Listen, I am not the perfect wife. And I will tell you my husband is not the perfect husband. He’s not. I don’t expect him to be perfect and he doesn’t expect me to be perfect. Our marriage is both give and take. I do my part by being good to my husband. I try to make his life the best it can be. Although some things are out of my control, some things are not. I can be an encourager to him. When I see he is down and needs a lift, I can do that. And this marriage is not one-sided. He encourages me too. He shows me his love and I respond.
Have we said and done things to hurt each other? Yes. But we work through it, for us, for our kids, for our future. I know my husband. I know what he likes and what he does not like. And because of my love for him, I cater to him. I will do without, so that he may have, so that he is happy. You know why I do this? Because this is what he does for me. We cater to each other. Listen, marriage is work.
I don’t want to tear my man down. I don’t want to add to his frustrations and stress. I want to be his helper in all things. We are not against each other. We are on the same side working together to make our marriage the best it can be. And with God’s help our marriage can be a blessing to us and to our Church. That’s how God designed it to be and that’s how I want it to be.

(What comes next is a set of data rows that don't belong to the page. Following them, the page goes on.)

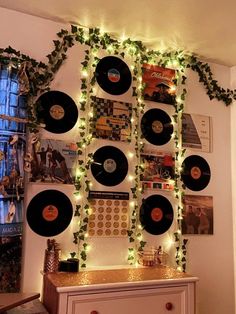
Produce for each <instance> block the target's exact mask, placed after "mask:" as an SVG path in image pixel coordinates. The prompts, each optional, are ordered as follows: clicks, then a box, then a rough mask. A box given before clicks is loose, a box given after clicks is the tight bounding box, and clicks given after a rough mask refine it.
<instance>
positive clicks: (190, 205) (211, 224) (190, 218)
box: [182, 195, 213, 235]
mask: <svg viewBox="0 0 236 314" xmlns="http://www.w3.org/2000/svg"><path fill="white" fill-rule="evenodd" d="M183 204H184V211H183V221H182V233H183V234H201V235H202V234H213V197H212V196H205V195H204V196H203V195H185V196H184V198H183Z"/></svg>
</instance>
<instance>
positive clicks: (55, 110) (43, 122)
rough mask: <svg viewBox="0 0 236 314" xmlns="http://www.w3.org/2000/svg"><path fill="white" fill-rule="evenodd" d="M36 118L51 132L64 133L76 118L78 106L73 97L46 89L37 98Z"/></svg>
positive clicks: (74, 121)
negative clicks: (40, 121)
mask: <svg viewBox="0 0 236 314" xmlns="http://www.w3.org/2000/svg"><path fill="white" fill-rule="evenodd" d="M37 118H38V120H39V121H42V123H44V124H45V129H46V130H47V131H49V132H52V133H57V134H60V133H65V132H68V131H69V130H71V129H72V128H73V126H74V125H75V124H76V122H77V119H78V108H77V106H76V104H75V102H74V101H73V99H72V98H71V97H70V96H68V95H67V94H65V93H63V92H60V91H48V92H46V93H44V94H42V95H41V96H40V97H39V98H38V100H37Z"/></svg>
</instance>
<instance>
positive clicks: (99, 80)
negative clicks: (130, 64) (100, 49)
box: [95, 56, 132, 95]
mask: <svg viewBox="0 0 236 314" xmlns="http://www.w3.org/2000/svg"><path fill="white" fill-rule="evenodd" d="M95 76H96V79H97V82H98V84H99V86H100V87H101V88H102V89H103V90H104V91H105V92H107V93H109V94H111V95H121V94H124V93H125V92H127V91H128V89H129V88H130V85H131V81H132V76H131V72H130V70H129V67H128V66H127V64H126V63H125V62H124V61H123V60H121V59H120V58H117V57H114V56H107V57H104V58H102V59H101V60H100V61H99V62H98V64H97V67H96V70H95Z"/></svg>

So ladies if you find yourself in either of these scenarios, make a commitment to your marriage that you and your husband will get help. Your marriage is worth fighting for. It won’t get better if you have already gotten into the habit of not setting proper boundaries. You are not your husband’s doormat and he is not your “knight in shining armor”. We need to respect and love one another but not expect the other person to be our “everything.”